TF L - Transfer Function - Send to document file

PURPOSE

Computes the phase contrast transfer function for bright-field electron microscopy. 'TF L' writes the 1-dimensional transfer function (or its square, the envelope function) in real, displayable form to a document file.

SEE ALSO

TF	[Transfer Function - Defocus dependent]
TF C	[Transfer Function - Complex]
TF C3	[Transfer Function - Complex 3D]
TF CT	[Transfer Function - phase flipping, Complex, Binary]
TF CT3	[Transfer Function - Complex, Binary 3D]
TF CTS	[Transfer Function - 2D & 3D CTF correction]
TF D	[Transfer Function - Display]
TF DDF	[Transfer Function - Determine DeFocus & amplitude contrast]
TF DEV	[Transfer Function - Determine Envelope function]
TF DNS	[Transfer Function - Determine and delete Noise background]

USAGE

.OPERATION: TF L

.CS [MM]: 2.0
[Enter the spherical aberration constant.]

.DEFOCUS[A], LAMBDA[A]: 2000,0.037
[Enter the amount of defocus, in Angstroems. Positive values correspond to underfocus (the preferred region); negative values correspond to overfocus. Next, enter the wavelength of the electrons. The value used in this example corresponds to 100kV. A table of values is listed in the glossary under lambda.]

.NUMBER OF SPATIAL FREQUENCY PTS: 128
[Enter the length of the 1D array.]

.MAXIMUM SPATIAL FREQUENCY [A-1]: 0.15
[Enter the spatial frequency radius corresponding to the maximum radius ( = 128/2 in our example) of pixels in the array. From this value, the spatial frequency increment (DK=0.15/64) is calculated.]

.SOURCE SIZE[A-1], DEFOCUS SPREAD[A]: 0.005,250
[Enter the size of the illumination source in reciprocal Angstroems. It is the size of the source as it appears in the back focal plane of the objective lens. A small value results in high coherence; a large value, low coherence. Next, enter the estimated magnitude of the defocus variations corresponding to energy spread and lens current fluctuations.]

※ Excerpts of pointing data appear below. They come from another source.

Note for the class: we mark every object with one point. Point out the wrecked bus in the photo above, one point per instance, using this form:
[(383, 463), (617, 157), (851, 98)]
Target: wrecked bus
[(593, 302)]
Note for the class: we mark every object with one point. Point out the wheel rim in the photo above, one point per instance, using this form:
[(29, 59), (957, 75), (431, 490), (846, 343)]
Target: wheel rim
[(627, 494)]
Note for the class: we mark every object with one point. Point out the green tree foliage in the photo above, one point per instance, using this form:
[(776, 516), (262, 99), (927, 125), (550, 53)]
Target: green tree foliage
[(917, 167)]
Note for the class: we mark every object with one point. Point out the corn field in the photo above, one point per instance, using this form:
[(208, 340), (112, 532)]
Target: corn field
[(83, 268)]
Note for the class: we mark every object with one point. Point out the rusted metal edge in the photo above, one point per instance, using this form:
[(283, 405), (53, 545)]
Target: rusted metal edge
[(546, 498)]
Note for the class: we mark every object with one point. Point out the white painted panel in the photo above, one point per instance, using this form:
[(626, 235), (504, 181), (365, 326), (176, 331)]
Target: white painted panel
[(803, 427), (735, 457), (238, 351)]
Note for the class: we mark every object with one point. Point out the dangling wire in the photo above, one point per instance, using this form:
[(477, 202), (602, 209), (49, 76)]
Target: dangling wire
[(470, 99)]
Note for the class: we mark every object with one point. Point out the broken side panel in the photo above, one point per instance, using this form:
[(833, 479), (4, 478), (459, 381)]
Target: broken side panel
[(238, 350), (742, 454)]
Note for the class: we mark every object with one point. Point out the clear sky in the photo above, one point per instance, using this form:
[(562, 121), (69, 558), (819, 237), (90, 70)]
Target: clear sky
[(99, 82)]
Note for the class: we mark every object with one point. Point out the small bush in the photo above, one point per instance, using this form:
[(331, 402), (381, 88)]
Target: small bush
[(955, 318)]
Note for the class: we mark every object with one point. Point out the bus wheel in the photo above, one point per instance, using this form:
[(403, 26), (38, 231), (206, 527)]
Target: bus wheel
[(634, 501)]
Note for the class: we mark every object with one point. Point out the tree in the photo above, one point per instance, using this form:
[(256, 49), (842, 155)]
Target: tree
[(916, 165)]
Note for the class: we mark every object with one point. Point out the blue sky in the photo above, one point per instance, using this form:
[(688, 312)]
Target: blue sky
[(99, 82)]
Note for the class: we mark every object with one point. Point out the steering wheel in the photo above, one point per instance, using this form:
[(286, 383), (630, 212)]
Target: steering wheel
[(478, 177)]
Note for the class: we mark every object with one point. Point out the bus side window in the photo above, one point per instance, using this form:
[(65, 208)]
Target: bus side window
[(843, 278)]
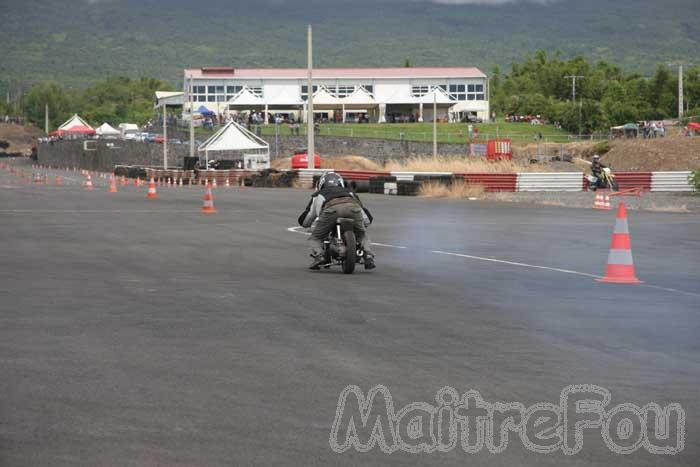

.AMPL CONTRAST RATIO [0-1], GAUSSIAN ENV. HALFW. [FOU. UNITS]: 0.2,100
[Enter ACR and GEP; see below for definitions.]

.(D)IFFRACTOGRAM/(E)NVELOPE/(S)TRAIGHT: D
[Either the transfer function is put into the array directly as computed (option 'S'), or its square (option 'D') is stored, or else the envelope function describing the attenuation of the transfer function due to partial coherence effects (option 'E') is stored.]

.DOCUMENT FILE: TFL001
[Enter the name of the file that will store the computed function.]

NOTES

1. Theory and all definitions of electron optical parameters are according to: J. Frank (1973) Optik 38:519, and R. Wade & J. Frank (1974) Optik 49:81. Internally, the program uses the generalized coordinates defined in these papers.

2. In addition, an optional cosine term has been added with a weight, and an ad hoc Gaussian falloff function has been added as discussed in Stewart et al. (1993) EMBO J. 12:2589-2599. The complete expression is:
   TF(K) = [(1-ACR)*sin(GAMMA) - ACR*cos(GAMMA)]*ENV(K)*exp[-GEP*K^2]

SUBROUTINES

TFD, TRAFL

CALLER

UTIL1